# NZU price data scraping

[CarbonNews](https://www.carbonnews.co.nz/) is described as "New Zealand’s only daily news service covering the carbon markets, climate change, sustainable business and the growth of the low-carbon economy". It is a private business, so to read the published stories in full one must pay a subscription fee. However, some useful information can be gleaned from headlines and short text summaries visible to non-subscribers. 

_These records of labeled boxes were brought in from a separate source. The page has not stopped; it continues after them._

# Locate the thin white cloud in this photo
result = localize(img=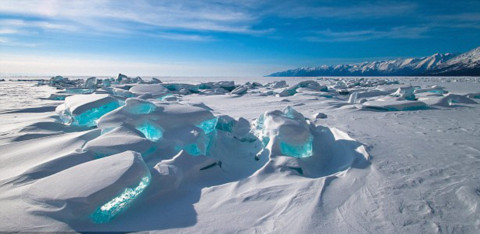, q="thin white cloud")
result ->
[0,0,265,37]
[269,1,417,19]
[0,54,283,76]
[303,27,430,42]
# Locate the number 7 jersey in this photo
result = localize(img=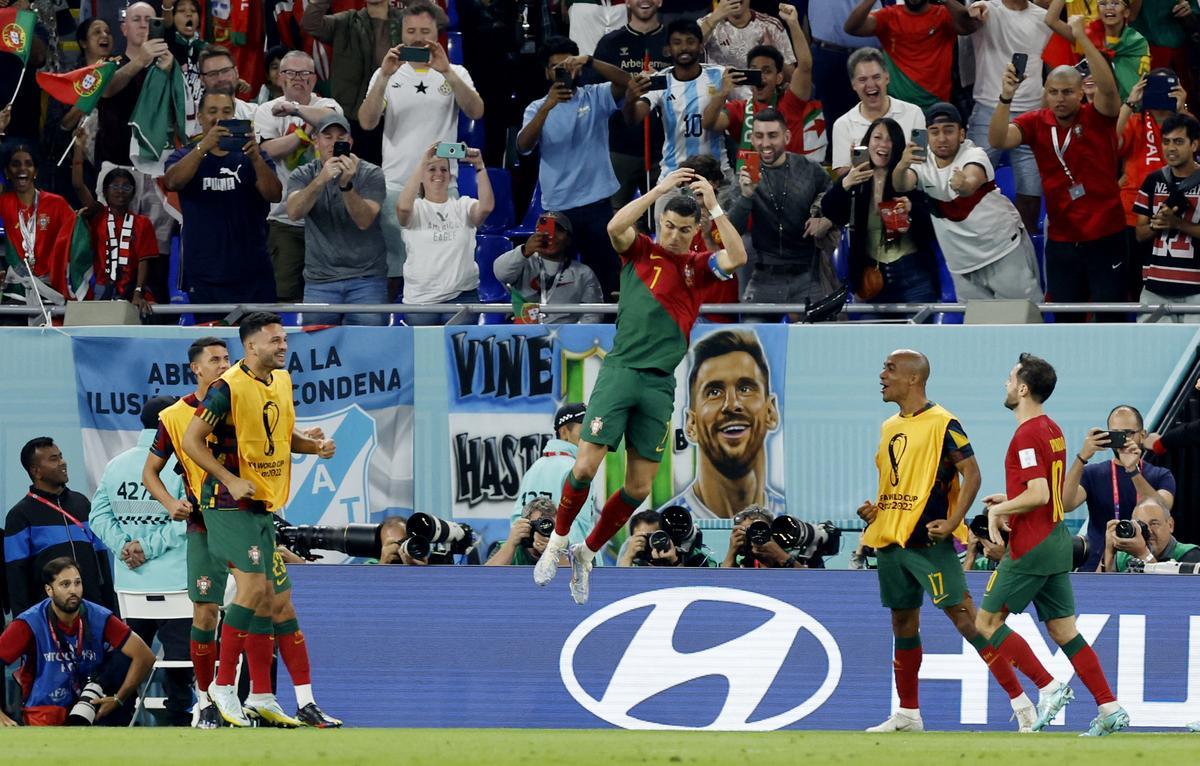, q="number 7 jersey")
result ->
[1004,414,1070,569]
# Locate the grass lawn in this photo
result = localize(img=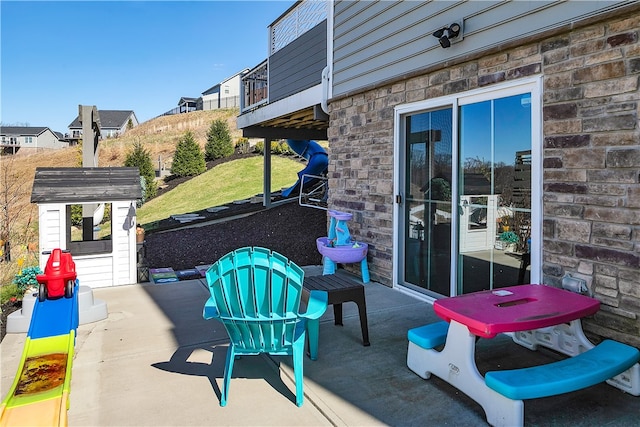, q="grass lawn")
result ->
[137,156,305,225]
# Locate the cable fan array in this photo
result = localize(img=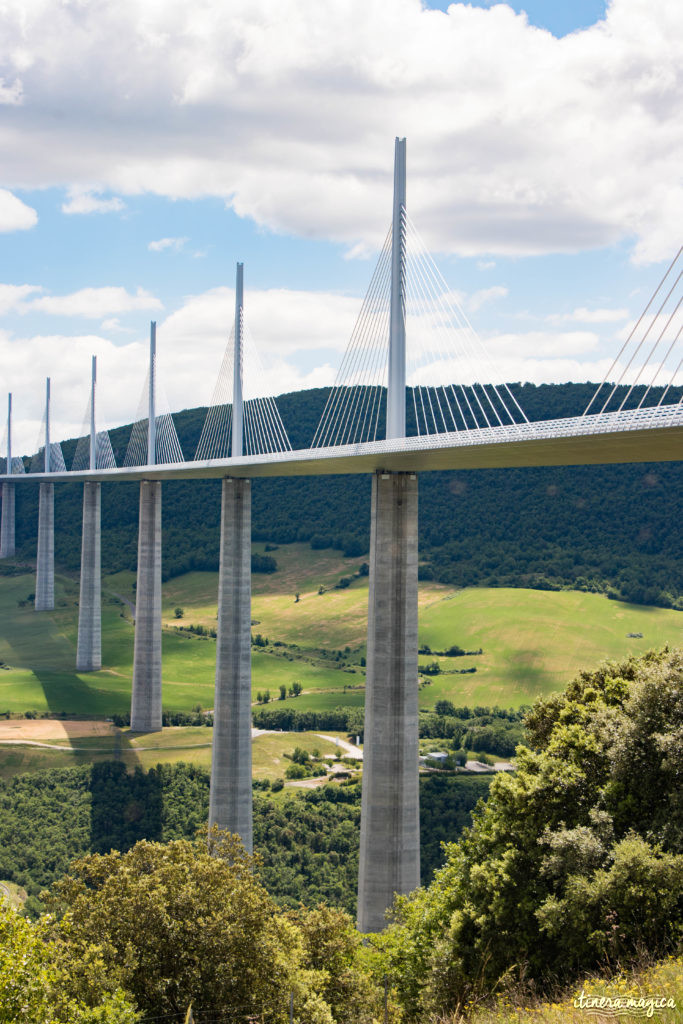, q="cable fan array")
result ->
[28,403,67,473]
[311,210,528,447]
[195,311,292,461]
[123,366,183,466]
[0,426,26,474]
[583,246,683,418]
[71,395,116,472]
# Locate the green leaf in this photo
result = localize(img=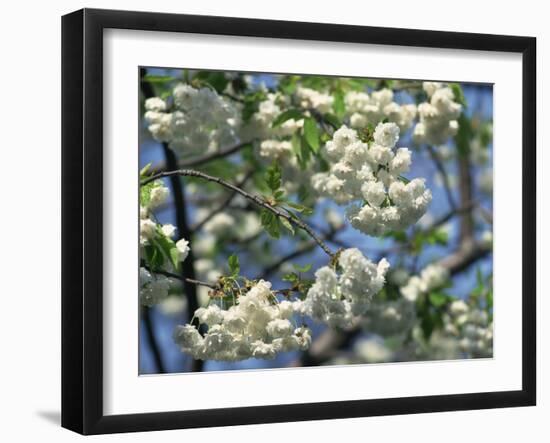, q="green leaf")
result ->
[144,244,164,270]
[139,162,152,179]
[449,83,468,108]
[271,108,303,128]
[227,254,241,277]
[286,201,313,215]
[265,162,281,192]
[260,209,281,238]
[282,272,300,283]
[304,117,320,154]
[279,216,295,235]
[332,90,346,119]
[139,181,161,206]
[300,135,311,170]
[169,246,180,270]
[155,236,180,270]
[193,71,229,92]
[323,113,342,129]
[142,74,176,83]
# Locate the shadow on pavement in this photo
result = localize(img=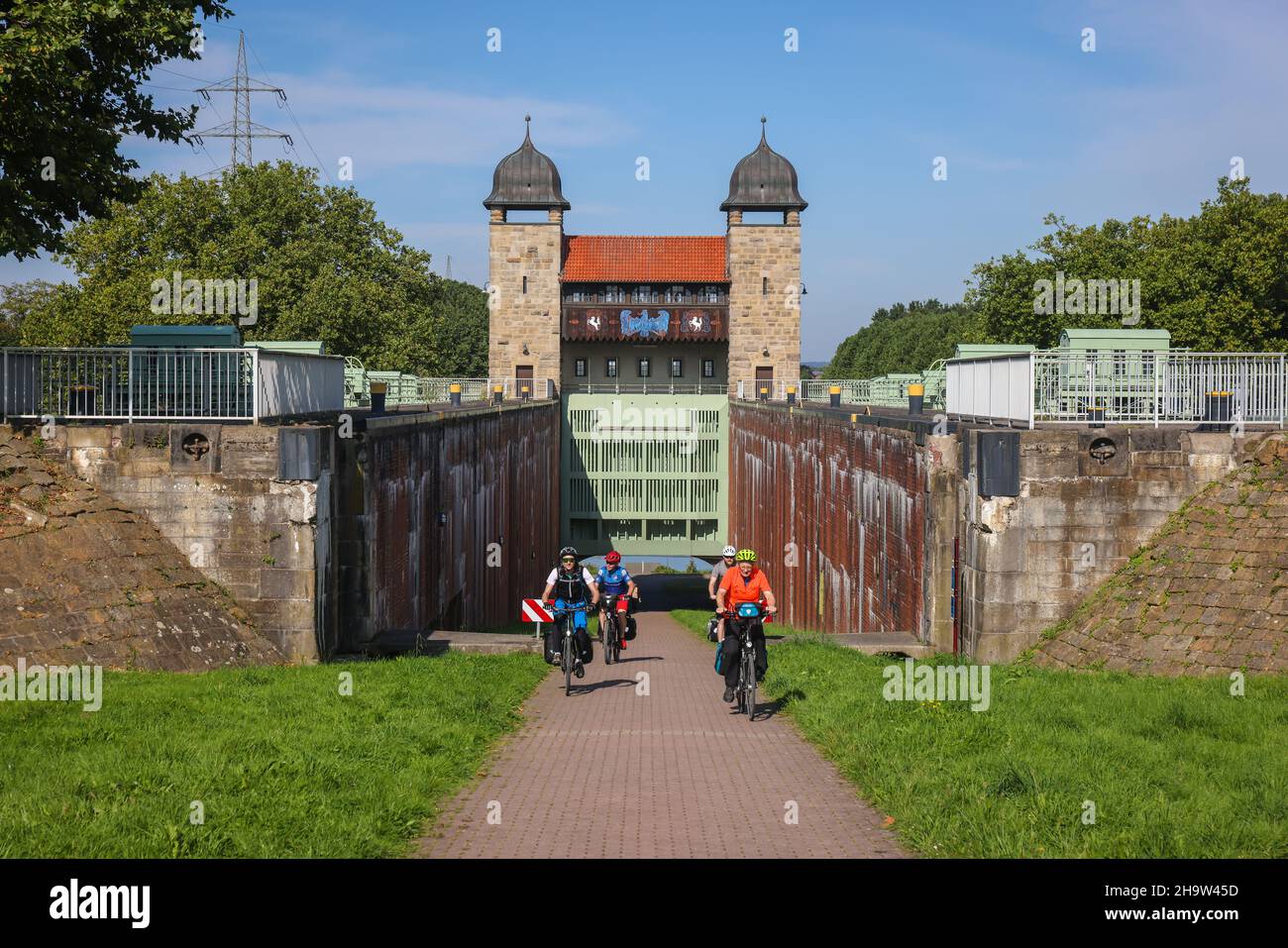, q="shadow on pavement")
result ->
[635,574,713,612]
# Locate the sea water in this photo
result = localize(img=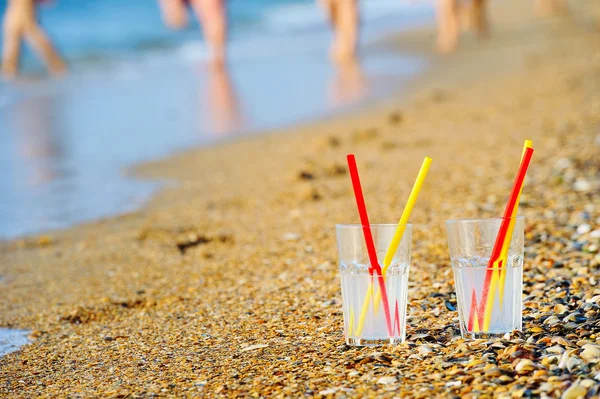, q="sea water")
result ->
[452,256,523,338]
[340,264,409,346]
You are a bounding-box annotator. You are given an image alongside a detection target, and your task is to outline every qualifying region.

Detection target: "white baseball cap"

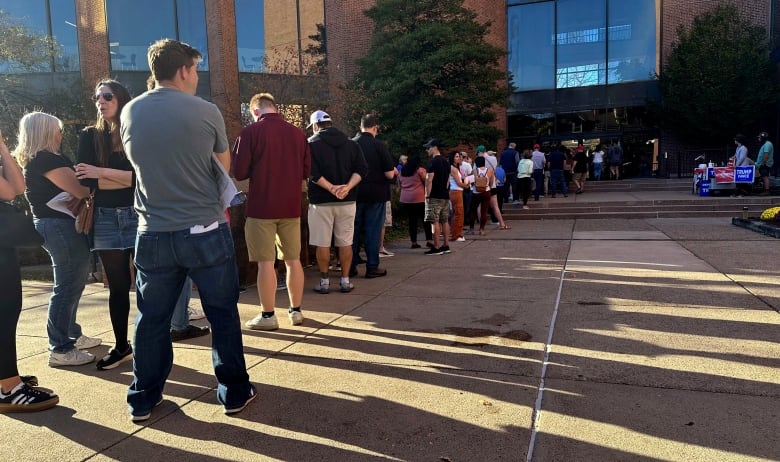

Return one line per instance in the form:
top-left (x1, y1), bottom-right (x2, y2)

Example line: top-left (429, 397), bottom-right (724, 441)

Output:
top-left (306, 111), bottom-right (331, 128)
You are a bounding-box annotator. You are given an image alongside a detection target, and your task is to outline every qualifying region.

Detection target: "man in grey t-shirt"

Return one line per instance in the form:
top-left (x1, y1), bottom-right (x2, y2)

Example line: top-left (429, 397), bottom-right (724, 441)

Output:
top-left (121, 39), bottom-right (256, 422)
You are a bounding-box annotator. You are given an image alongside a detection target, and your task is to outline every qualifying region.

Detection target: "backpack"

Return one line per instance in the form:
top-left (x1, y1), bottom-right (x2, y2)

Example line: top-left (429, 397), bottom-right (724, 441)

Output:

The [Jarden NZ Market Report](https://www.carbonnews.co.nz/tag.asp?tag=Jarden+NZ+Market+Report) section lists stories with updates on the price of NZUs traded on [CommTrade](https://www.commtrade.co.nz/). Each story (such as [this](https://www.carbonnews.co.nz/story.asp?storyID=28274) one) reports on the latest "fixing", i.e. spot price, as well as the opening bid and offer prices. Since early 2016, the spot price has been quoted in every story's headline, while the opening bid and offer prices are given in the accompanying summary. For older archived stories, however, the spot price is not always featured in the headline but only in the summary, and the formatting of both the headline and the summary is less consistent.

![CarbonNews story](./CarbonNewsStory.png)

Note that the price history plotted in the image accompanying each story covers only the last six months, whereas the [Jarden NZ Market Report](https://www.carbonnews.co.nz/tag.asp?tag=Jarden+NZ+Market+Report) section and its [archive](https://www.carbonnews.co.nz/tagarchive.asp?tag=Jarden+NZ+Market+Report) go back years. Hence, we would like to scrape all the available price values, with the corresponding date and source story URL, and save this data to a Comma Separated Values (CSV) file in the follow format:
```
"date","price","source"
24-07-2023,47.25,'https://www.carbonnews.co.nz/story.asp?storyID=28263'
25-07-2023,50.00,'https://www.carbonnews.co.nz/story.asp?storyID=28274'
```

In general, data scraping involves parsing the HTML source code of a web page of interest, and in the present case we have two to contend with: [Jarden NZ Market Report](https://www.carbonnews.co.nz/tag.asp?tag=Jarden+NZ+Market+Report) and its [archive](https://www.carbonnews.co.nz/tagarchive.asp?tag=Jarden+NZ+Market+Report). These two web pages contain all the information required to produce the desired CSV file, but only as far back as February 2016. For hundreds of older stories, to get the price value we will need to find and parse the web page for each story individually. 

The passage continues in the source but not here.